- Edmund Trebus in 2002
- Born: Edmund Zygfryd Trebus 11 November 1918 Ostrowo near Danzig, German Reich
- Died: 29 September 2002 (aged 83) Southgate, England
- Known for: A Life of Grime

= Edmund Trebus =

Polish-born hoarder (1918–2002)

Edmund Zygfryd Trebus (11 November 1918 – 29 September 2002) was a compulsive hoarder who came to fame when he was featured on the British television documentary series A Life of Grime.

==Biography==
Edmund Trebus was born in Ostrowo, near Danzig (Gdańsk), in what was then the newly established Weimar Republic (now Poland), on 11 November 1918, the day of the Armistice.

When Nazi Germany invaded Poland in 1939 Trebus was conscripted into the Wehrmacht. He was then captured and served with the Allied forces in Italy, in an anti-tank unit of the II Corps of the Polish armed forces, which was under British command.

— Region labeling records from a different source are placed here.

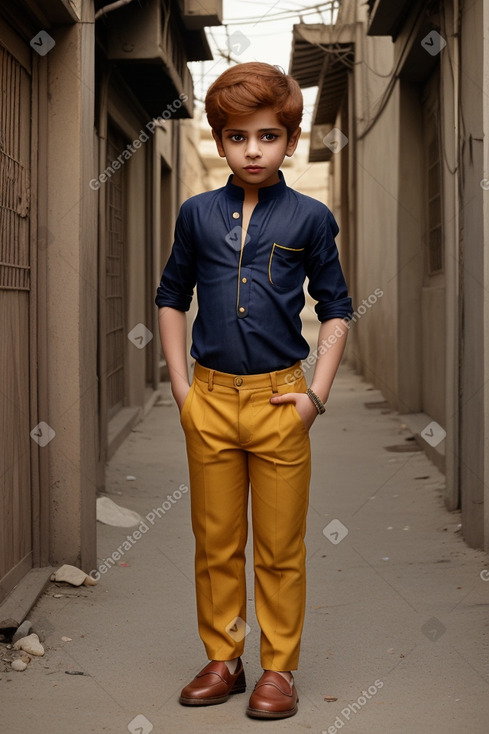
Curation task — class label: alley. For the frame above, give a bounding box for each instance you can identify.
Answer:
[0,367,489,734]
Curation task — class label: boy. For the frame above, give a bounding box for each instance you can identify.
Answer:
[156,62,352,719]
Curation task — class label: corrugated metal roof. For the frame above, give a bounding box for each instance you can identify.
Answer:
[289,23,355,161]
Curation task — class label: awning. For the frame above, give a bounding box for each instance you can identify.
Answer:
[367,0,412,40]
[289,23,356,162]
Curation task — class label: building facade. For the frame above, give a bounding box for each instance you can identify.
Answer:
[0,0,218,602]
[291,0,489,549]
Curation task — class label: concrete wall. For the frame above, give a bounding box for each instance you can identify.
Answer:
[351,87,399,407]
[460,2,489,547]
[46,10,98,568]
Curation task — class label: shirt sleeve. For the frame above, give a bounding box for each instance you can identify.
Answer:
[155,206,197,311]
[306,210,353,321]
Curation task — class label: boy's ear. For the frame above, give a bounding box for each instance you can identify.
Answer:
[212,130,226,158]
[285,127,302,157]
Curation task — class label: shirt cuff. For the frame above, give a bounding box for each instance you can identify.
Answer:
[315,296,353,322]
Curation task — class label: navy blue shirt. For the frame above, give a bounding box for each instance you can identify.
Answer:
[155,171,353,374]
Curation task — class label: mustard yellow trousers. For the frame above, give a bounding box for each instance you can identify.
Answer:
[181,363,311,670]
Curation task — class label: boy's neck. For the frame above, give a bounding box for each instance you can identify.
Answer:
[231,171,280,205]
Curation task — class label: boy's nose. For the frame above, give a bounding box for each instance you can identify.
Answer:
[246,140,261,158]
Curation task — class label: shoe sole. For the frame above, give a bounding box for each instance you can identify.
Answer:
[178,685,246,706]
[246,706,298,719]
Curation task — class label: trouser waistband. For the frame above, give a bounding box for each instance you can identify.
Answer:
[194,361,302,392]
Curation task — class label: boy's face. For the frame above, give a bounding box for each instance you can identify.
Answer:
[212,107,301,190]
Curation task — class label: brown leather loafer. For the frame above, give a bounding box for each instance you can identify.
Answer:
[246,670,299,719]
[178,658,246,706]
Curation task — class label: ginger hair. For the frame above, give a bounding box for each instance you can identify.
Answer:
[205,61,303,137]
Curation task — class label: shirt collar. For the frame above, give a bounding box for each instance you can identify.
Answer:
[224,171,287,201]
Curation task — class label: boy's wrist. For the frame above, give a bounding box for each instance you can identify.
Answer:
[306,387,326,415]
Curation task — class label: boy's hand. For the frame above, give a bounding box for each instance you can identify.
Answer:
[270,392,318,431]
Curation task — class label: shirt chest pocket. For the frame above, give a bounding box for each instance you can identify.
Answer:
[268,242,304,290]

After moving to England just after the Second World War, Trebus married Jozefa Noga in 1949. They had five children.

Trebus had been a collector all his life and he was often seen pushing a handcart filled with his latest acquisitions, which he carefully sorted into separate piles in his garden and home. One of Trebus's major loves was Elvis Presley, and he managed to collect and store away a copy of almost every single Elvis record.

In his eighties, living alone in a run-down house in Crouch End in North London, Trebus was constantly in trouble with the environmental health department of the London Borough of Haringey because of complaints about the rubbish surrounding his home. He lived in a tiny area on the ground floor of his house, surrounded by piles of rubbish, because he never threw anything away. In the BBC documentary series A Life of Grime, Trebus was repeatedly shown arguing with council workers who had been instructed to clear his house of the 515 cuyd of rubbish it contained. He was eventually rehoused at the Trentfield Nursing Home in Southgate, where he died at the age of 83. Following his death, the BBC broadcast an hour-long tribute, Mr Trebus: A Life of Grime.